«Man möchte kotzen»
Irgendwo hat man den Mann schon einmal gesehen. Wahrscheinlich in einem dieser New-York-Filme, in dem der Chefredakteur in einer Kabine am Ende des Großraumbüros residiert. Dort sitzt er am Schreibtisch, das Hemd frisch gebügelt, den Knopf am Hals offen, darüber Hosenträger wie Larry King, und blickt seinem gegenüber hart-aber-herzlich in die Augen. Ehrliche Arbeitsatmosphäre soll herrschen, handwerkliche Kompetenz statt intellektuellem Chichi.
Die Rolle des Presse-Patriarchen hat «Spiegel»-Kulturchef Matthias Matussek wie kein zweiter drauf, und er zelebriert sie allwöchentlich in seinem Videoblog auf «Spiegel»-Online. Auch wenn Matussek darin angeblich nur «Kulturtipps» erteilt, geht es um mehr als eine Blütenlese aus dem beschaulichen Garten der Hochkultur.
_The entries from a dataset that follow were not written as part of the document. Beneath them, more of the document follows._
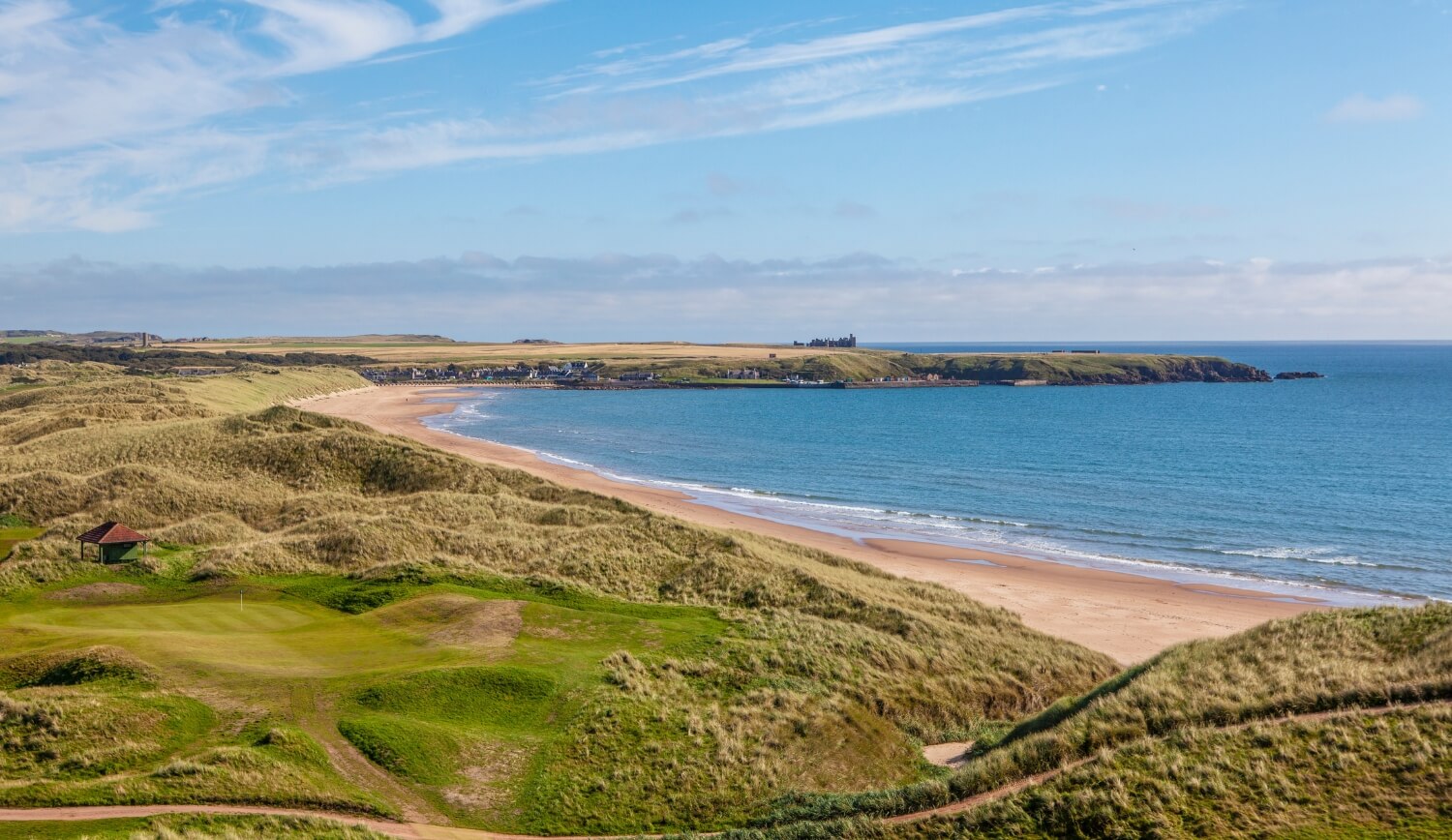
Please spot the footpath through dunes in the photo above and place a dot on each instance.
(423, 636)
(944, 820)
(470, 645)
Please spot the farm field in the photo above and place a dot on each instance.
(339, 621)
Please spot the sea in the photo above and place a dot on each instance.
(1336, 488)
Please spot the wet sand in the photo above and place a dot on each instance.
(1129, 616)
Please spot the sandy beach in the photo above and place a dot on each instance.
(1129, 616)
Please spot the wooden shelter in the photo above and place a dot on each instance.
(115, 543)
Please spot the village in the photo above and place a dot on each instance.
(592, 375)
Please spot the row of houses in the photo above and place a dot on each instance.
(571, 371)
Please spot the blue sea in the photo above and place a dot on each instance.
(1338, 488)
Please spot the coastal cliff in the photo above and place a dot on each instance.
(1088, 369)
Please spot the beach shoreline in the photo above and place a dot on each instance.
(1129, 616)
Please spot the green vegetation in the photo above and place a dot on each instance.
(1207, 695)
(655, 675)
(191, 827)
(147, 360)
(345, 621)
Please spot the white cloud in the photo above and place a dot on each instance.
(1362, 107)
(98, 121)
(481, 296)
(102, 125)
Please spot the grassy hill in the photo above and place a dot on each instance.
(1329, 720)
(345, 621)
(668, 360)
(424, 636)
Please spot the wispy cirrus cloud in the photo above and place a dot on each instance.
(481, 296)
(1361, 107)
(102, 121)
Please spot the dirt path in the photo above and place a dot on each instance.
(435, 831)
(318, 721)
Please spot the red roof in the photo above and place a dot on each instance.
(107, 532)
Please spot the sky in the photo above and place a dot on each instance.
(990, 170)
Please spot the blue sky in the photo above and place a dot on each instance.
(979, 170)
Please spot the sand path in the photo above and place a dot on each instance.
(1129, 616)
(426, 831)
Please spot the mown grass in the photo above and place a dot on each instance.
(789, 668)
(534, 659)
(189, 827)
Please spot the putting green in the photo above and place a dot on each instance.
(197, 616)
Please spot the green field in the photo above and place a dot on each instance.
(343, 621)
(424, 686)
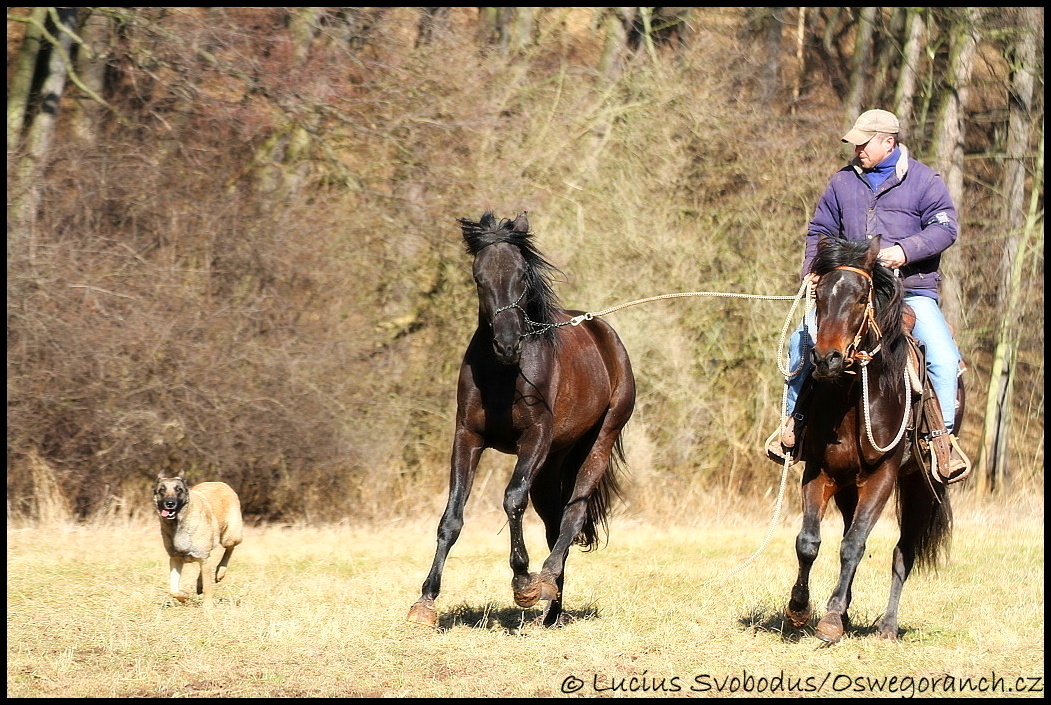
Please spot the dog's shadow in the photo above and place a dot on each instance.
(774, 621)
(511, 620)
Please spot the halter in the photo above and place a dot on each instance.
(861, 356)
(535, 328)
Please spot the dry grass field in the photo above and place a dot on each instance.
(320, 612)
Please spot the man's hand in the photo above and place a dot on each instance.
(892, 256)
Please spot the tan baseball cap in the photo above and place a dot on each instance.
(869, 123)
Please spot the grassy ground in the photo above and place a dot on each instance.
(320, 612)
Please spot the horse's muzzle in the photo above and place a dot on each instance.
(829, 366)
(508, 353)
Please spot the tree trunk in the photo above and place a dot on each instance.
(797, 85)
(25, 191)
(91, 69)
(890, 49)
(992, 467)
(863, 49)
(914, 32)
(948, 148)
(21, 80)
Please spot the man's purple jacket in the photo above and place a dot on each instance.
(911, 208)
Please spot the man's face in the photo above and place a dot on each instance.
(874, 150)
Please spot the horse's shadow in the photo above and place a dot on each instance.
(511, 620)
(774, 621)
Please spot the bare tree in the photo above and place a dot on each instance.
(948, 145)
(26, 192)
(992, 468)
(909, 68)
(860, 67)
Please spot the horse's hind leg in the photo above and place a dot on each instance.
(575, 505)
(921, 512)
(547, 496)
(817, 491)
(467, 451)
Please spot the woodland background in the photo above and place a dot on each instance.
(232, 247)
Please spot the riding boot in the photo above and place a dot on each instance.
(781, 443)
(951, 463)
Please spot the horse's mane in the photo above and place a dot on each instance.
(541, 303)
(889, 298)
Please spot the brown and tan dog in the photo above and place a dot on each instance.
(193, 522)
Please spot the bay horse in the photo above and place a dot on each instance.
(553, 394)
(853, 443)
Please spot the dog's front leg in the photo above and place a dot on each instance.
(206, 582)
(176, 564)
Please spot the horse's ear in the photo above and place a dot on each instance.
(521, 223)
(873, 251)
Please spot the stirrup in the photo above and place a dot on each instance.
(776, 448)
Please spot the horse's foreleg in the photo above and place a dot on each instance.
(817, 490)
(871, 498)
(467, 451)
(533, 452)
(904, 556)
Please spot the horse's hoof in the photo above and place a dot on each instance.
(798, 618)
(424, 613)
(888, 633)
(527, 589)
(829, 628)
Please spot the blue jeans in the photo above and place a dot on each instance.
(943, 356)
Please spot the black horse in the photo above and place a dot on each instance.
(553, 394)
(854, 443)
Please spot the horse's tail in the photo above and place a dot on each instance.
(925, 517)
(601, 499)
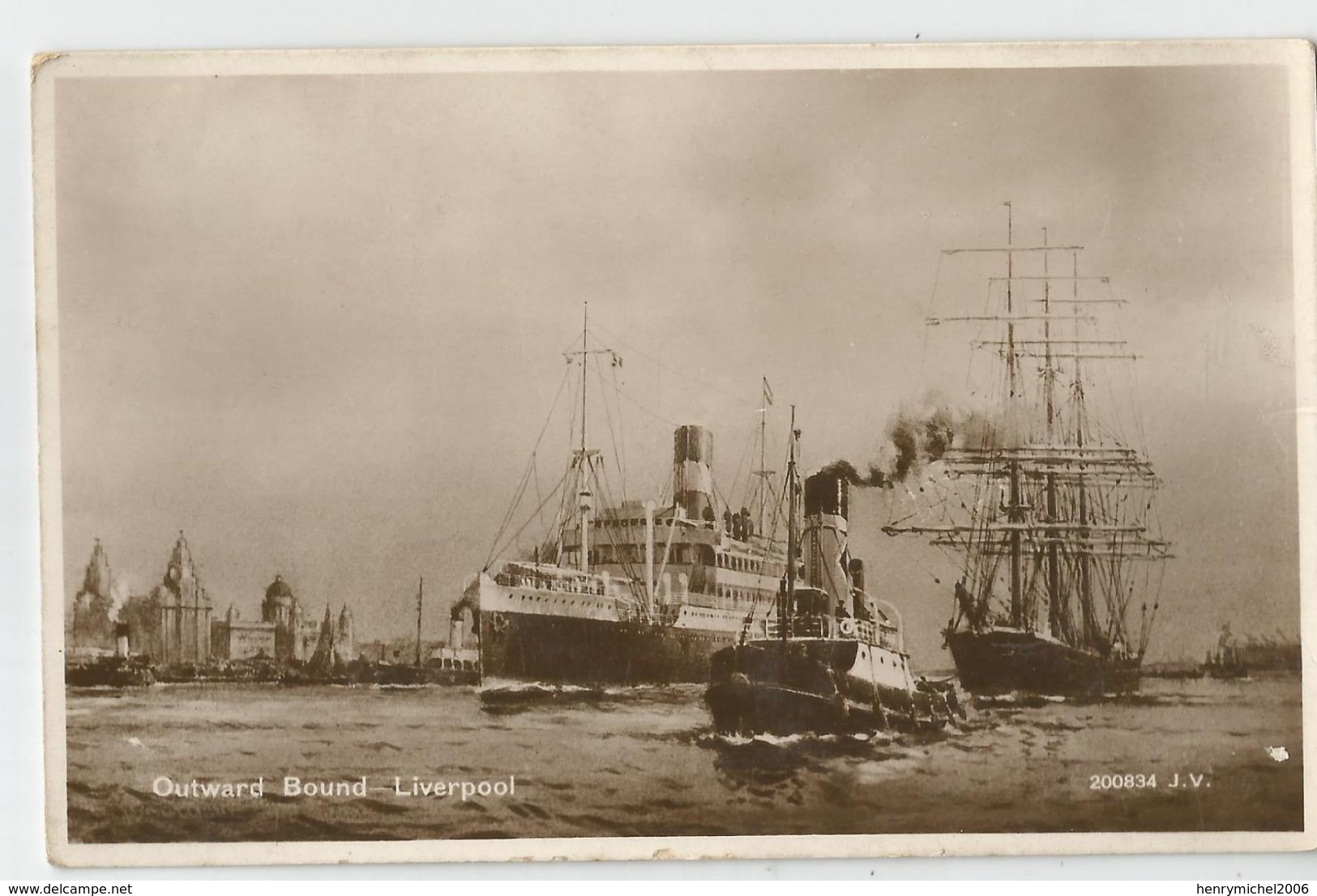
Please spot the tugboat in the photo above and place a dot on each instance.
(834, 659)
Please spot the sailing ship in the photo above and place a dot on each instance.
(1050, 504)
(832, 658)
(625, 591)
(421, 672)
(331, 662)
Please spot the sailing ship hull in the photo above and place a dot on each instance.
(589, 651)
(818, 685)
(1005, 661)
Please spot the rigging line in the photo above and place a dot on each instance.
(509, 514)
(647, 411)
(548, 417)
(673, 370)
(622, 429)
(518, 533)
(927, 314)
(741, 465)
(613, 433)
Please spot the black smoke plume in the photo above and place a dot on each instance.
(916, 438)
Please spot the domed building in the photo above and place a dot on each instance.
(92, 628)
(284, 632)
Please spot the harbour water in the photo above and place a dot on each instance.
(1182, 756)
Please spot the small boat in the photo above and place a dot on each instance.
(834, 659)
(109, 672)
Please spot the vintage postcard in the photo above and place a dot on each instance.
(678, 451)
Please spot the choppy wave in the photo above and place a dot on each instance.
(647, 762)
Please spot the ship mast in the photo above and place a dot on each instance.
(583, 458)
(1015, 514)
(1085, 588)
(421, 599)
(783, 615)
(763, 472)
(1054, 574)
(1060, 506)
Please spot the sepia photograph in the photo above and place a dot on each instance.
(674, 453)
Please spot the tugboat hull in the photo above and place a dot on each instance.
(1001, 662)
(818, 685)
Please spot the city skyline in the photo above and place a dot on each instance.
(320, 333)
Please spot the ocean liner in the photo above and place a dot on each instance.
(1046, 499)
(626, 591)
(832, 659)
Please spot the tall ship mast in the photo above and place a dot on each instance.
(1047, 500)
(622, 590)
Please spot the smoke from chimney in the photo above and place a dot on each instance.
(917, 437)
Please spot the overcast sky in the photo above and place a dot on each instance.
(318, 322)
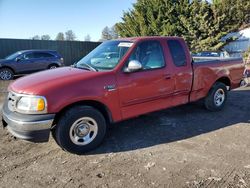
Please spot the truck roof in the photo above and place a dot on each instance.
(148, 38)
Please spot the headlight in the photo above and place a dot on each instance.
(32, 104)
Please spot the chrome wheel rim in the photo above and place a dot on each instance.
(219, 97)
(5, 75)
(83, 131)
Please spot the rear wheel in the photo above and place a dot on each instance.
(6, 74)
(216, 97)
(80, 129)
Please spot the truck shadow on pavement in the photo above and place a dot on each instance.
(175, 124)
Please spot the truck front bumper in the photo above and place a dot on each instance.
(35, 128)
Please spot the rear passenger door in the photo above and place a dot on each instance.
(182, 73)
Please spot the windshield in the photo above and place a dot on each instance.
(106, 56)
(13, 56)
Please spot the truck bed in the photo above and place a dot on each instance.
(206, 73)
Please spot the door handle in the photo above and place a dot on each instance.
(167, 76)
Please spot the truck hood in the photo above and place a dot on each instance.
(45, 81)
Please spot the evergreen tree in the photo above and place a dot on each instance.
(45, 37)
(87, 38)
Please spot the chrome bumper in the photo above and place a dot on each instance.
(35, 128)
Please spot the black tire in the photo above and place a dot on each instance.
(6, 74)
(52, 66)
(67, 127)
(210, 101)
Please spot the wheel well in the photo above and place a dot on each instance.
(225, 80)
(97, 105)
(8, 68)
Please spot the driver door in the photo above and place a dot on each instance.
(148, 89)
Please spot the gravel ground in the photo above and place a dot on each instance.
(186, 146)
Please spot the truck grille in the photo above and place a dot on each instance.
(12, 100)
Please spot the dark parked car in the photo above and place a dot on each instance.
(28, 61)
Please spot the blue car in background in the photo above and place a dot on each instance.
(29, 61)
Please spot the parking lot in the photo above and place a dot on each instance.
(186, 146)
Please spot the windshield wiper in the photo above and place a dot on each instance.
(86, 66)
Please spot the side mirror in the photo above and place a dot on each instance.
(133, 66)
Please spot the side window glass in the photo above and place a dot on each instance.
(177, 53)
(149, 54)
(28, 56)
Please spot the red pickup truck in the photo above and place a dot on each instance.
(120, 79)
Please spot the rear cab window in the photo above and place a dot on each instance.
(177, 52)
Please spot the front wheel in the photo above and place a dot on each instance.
(80, 129)
(216, 97)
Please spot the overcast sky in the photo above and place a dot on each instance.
(26, 18)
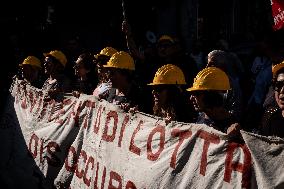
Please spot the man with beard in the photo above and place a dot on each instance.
(273, 119)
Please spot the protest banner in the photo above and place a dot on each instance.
(86, 143)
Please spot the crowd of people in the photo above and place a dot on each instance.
(164, 81)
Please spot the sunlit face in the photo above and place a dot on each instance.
(116, 77)
(48, 65)
(160, 95)
(165, 48)
(197, 101)
(279, 90)
(29, 73)
(80, 69)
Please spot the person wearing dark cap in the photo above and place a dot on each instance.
(84, 70)
(30, 70)
(104, 83)
(54, 64)
(273, 120)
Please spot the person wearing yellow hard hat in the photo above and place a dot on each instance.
(168, 95)
(31, 71)
(208, 94)
(104, 83)
(124, 93)
(86, 76)
(234, 100)
(54, 64)
(272, 123)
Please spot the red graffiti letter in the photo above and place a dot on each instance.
(182, 136)
(106, 137)
(114, 176)
(98, 120)
(80, 174)
(125, 121)
(133, 148)
(208, 138)
(154, 156)
(87, 181)
(244, 168)
(130, 185)
(35, 139)
(72, 167)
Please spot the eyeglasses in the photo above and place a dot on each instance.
(159, 89)
(164, 45)
(278, 85)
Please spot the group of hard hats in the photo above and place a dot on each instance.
(35, 62)
(210, 78)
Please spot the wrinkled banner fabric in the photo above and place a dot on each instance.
(85, 143)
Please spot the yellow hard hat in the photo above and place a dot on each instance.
(107, 51)
(121, 60)
(169, 74)
(211, 78)
(31, 60)
(166, 37)
(60, 56)
(276, 68)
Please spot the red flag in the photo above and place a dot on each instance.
(278, 13)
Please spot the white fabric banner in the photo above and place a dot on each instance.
(86, 143)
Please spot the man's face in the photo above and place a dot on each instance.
(279, 90)
(29, 73)
(116, 77)
(80, 69)
(160, 95)
(48, 65)
(165, 48)
(196, 99)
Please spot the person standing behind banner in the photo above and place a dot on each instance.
(104, 83)
(273, 119)
(30, 70)
(54, 64)
(84, 70)
(208, 94)
(168, 96)
(234, 102)
(124, 92)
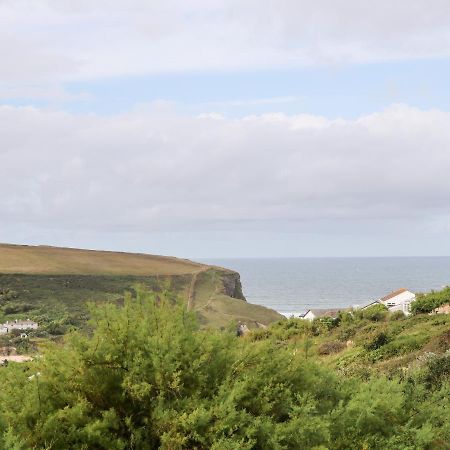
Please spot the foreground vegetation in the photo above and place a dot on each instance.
(148, 377)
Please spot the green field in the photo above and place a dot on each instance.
(53, 285)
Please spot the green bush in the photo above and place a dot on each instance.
(328, 348)
(425, 303)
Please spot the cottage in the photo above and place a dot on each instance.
(18, 325)
(312, 314)
(443, 309)
(369, 305)
(399, 300)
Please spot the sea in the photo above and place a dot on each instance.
(291, 286)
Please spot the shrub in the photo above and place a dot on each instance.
(378, 340)
(328, 348)
(425, 303)
(397, 315)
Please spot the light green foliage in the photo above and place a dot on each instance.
(149, 378)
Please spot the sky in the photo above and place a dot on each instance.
(199, 128)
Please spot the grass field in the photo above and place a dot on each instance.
(43, 260)
(53, 285)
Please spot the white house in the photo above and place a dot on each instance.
(312, 314)
(18, 325)
(399, 300)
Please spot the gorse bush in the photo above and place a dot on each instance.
(148, 378)
(425, 303)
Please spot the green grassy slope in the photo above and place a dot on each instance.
(52, 285)
(45, 260)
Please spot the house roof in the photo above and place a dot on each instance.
(393, 294)
(323, 312)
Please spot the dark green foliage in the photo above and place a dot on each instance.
(59, 302)
(425, 303)
(148, 378)
(328, 348)
(376, 341)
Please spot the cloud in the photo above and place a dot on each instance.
(157, 170)
(56, 40)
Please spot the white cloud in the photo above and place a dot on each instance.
(158, 170)
(58, 40)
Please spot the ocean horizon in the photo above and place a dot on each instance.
(294, 285)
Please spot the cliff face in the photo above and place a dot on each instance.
(61, 280)
(232, 286)
(219, 300)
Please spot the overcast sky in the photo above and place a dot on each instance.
(226, 128)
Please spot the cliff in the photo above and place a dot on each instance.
(53, 285)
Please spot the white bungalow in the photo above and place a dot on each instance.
(312, 314)
(18, 325)
(399, 300)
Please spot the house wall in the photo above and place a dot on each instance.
(400, 302)
(309, 316)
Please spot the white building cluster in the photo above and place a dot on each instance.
(8, 326)
(399, 300)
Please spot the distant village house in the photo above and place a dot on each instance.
(8, 326)
(443, 309)
(399, 300)
(312, 314)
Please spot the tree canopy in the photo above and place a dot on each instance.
(148, 378)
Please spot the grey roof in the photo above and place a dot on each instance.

Der ehemalige US-Korrespondent unterscheidet säuberlich zwischen Gut und Böse und verortet auf der Seite des Feindes einen «völlig verluderten Theaterbetrieb» samt unfähiger Theaterkritik, gegen die er einen obsessiven und argumentfreien Feldzug führt.
«Provinz, Provinz, Provinz, Krawall, Provinz, Provinz!», posaunte Matussek im Staccato nach der Eröffnung des Berliner Theatertreffens mit «Ulrike Maria Stuart», die er hübsch ...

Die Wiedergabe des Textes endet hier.